In Ban the ban: essential game design advice (with examples), Nick Bentley talks about the cognitive dissonance of establishing rules and then creating special “but you can’t do X” rules to prevent problems.

Why do such rules exist? The most common reason is, during play-testing, the designer discovered players want to take an action that would hurt the experience – for example, a too-powerful action every player would take every turn if allowed. The most obvious fix is to ban it.

He then goes on to explain how doing the most obvious fix is a bad solution.

Banning otherwise-expected actions means the rules become harder to learn and the game play itself becomes awkward as you are constantly checking your planned actions against the rules.

Bentley’s post is a fascinating bit of insight into how a design problem can turn into a design success. By not banning actions, you have to allow for them. The entire point of banning a move is because it is unbalanced or otherwise ruins the game, so how do you allow it without the game suffering?

Interestingly enough, the answer can sometimes mean a much deeper and more compelling game.

Basically, take the action that you deem is too strong and assign a huge cost to it.

Bentley gives a couple of examples and a counter-example to see when it makes sense to include a ban, but the result is a choice that makes sense within the rules and can sometimes result in a more strategic game.

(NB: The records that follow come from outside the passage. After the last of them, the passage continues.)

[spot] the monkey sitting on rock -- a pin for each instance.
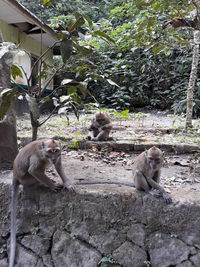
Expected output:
(146, 173)
(100, 127)
(28, 169)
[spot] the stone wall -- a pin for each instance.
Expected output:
(102, 226)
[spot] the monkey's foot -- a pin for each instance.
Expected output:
(155, 192)
(57, 187)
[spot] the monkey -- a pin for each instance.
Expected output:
(100, 127)
(28, 169)
(147, 171)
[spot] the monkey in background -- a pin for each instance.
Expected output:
(28, 169)
(146, 173)
(100, 127)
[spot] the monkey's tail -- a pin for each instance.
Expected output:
(15, 186)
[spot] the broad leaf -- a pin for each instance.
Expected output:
(105, 36)
(66, 81)
(5, 101)
(16, 71)
(66, 48)
(33, 107)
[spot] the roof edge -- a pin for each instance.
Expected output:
(32, 17)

While Bentley is talking about boardgames, you can see how it would be applied to video games.

For example, if your game has inventory, you could limit the amount that could be carried. If a player with a full inventory comes across some new loot, the choice is to get rid of something to carry the new thing or not pick it up. Think Diablo or Minecraft.

NetHack, however, allows you to carry whatever you want, but it balances it with an encumbrance penalty. The penalties get more and more severe as you collect more things. You start off with penalties to speed and attack ability. If you carry too much, the penalties include not being able to walk up or down stairs, getting hungry faster. Carry even more, and you start taking damage for each move you take, and eventually you can get to the point where you can’t move at all.

Instead of arbitrarily deciding that a player can’t carry that much inventory, you turn it into a strategic choice. Do you want to struggle to carry all of the groceries from the car into your apartment so you can do it in one trip, or are you going to make multiple trips so it is easier?

You can see how this method of balance would apply in terms of limits on the number of units in a real-time strategy game. Some games add an upkeep cost which increases after you add so many units. Now I can choose to have too many units in my army temporarily if I’m willing to pay the cost, say for a large offensive push or to defend against the same.

“You can’t perform this quest. You don’t have a sufficient experience level.” No, by all means, try to perform the quest, but it is going to be incredibly punishing. The balance is already built in here!

Sometimes limits are technical in nature, such as the number of units you can have in your army at once. Still, you can see how allowing the player to decide if a decision is a poor one or a good one despite the cost means a deeper play experience than it would have been if you were limiting things arbitrarily.